Over the years the Union FFA Chapter has earned 28 grants and three government citations recognizing their outstanding achievements with the BOAC program. In the past the Union FFA Chapter has received a BOAC grant to improve the Union area in a variety of ways. Beautification of the courthouse square, a wash rack and portable bleachers for the Franklin County Youth Fair, a pavilion at the Franklin County FFA Foundation Farm and the Johnson Grass Eradication project are just of few of the former activities. Each year the FFA members look forward to contributing to the growth of Union through BOAC projects.

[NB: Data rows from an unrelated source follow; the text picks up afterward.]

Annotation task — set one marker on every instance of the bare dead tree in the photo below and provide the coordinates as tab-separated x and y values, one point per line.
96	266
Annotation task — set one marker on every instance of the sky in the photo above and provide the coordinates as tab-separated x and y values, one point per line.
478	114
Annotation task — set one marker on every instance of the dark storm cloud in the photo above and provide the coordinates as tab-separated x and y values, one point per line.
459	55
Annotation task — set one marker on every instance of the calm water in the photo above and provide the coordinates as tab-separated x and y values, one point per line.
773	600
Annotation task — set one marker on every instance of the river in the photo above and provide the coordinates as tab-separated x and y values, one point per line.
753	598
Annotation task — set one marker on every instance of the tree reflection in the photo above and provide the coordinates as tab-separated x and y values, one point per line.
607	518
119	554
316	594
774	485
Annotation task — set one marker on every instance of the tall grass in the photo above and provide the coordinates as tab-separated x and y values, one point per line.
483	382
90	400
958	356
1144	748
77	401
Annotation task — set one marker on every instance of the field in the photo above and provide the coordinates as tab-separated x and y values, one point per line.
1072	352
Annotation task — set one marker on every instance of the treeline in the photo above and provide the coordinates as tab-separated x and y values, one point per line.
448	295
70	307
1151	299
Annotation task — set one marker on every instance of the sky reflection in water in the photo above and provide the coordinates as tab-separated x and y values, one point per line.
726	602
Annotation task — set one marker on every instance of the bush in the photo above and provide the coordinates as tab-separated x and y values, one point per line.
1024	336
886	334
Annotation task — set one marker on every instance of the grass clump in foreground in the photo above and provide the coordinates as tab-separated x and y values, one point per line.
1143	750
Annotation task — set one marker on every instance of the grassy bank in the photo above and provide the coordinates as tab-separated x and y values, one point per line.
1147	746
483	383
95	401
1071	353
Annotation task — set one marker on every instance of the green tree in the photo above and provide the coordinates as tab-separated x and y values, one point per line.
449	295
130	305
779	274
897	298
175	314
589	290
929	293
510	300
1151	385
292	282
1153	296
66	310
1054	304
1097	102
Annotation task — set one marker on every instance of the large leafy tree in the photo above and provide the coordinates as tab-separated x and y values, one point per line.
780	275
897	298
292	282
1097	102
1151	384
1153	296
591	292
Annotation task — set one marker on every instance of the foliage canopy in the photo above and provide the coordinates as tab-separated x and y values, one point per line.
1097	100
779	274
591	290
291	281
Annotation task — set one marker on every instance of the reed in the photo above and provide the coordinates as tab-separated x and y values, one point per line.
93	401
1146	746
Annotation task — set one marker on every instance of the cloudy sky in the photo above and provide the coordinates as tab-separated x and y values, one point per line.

The Union FFA Chapter has a rich tradition in participating in community events. These activities help develop an award-winning chapter and prepare members as leaders.
The chapter is constantly striving to reach goals and motivate members to explore their role in agriculture. FFA is an integral part of agricultural education completing a three-part model of classroom instruction and hands-on experience. Activities can range from community service to raising animals.
Union is one of 7,242 FFA chapters in the nation with approximately 300 members. FFA is found in urban, suburban and rural schools in all 50 states, Puerto Rico and the Virgin Islands. The 495,046 national FFA members can be found in every kind of community from downtown Chicago and New York City to small towns like Beaufort. Any student in grades seven to 12 who is enrolled in an agriculture education course may join the FFA.
Nationally more than 70 percent of FFA members are from nonfarm rural, suburban and urban areas, with the remaining 30 percent coming from farming communities. In the Union FFA Chapter, approximately 90 percent of the members are from a nonfarm background.
The Union FFA Chapter is exhibiting the FFA motto of “Learning to Do, Doing to Learn, Earning to Live, Living to Serve” in their daily lives. Service is an important part of the FFA. Through serving others, FFA members learn the importance of hard work, the rewards of a job well done and the satisfaction of helping others. Through agricultural education and FFA, Union FFA members are truly living to serve.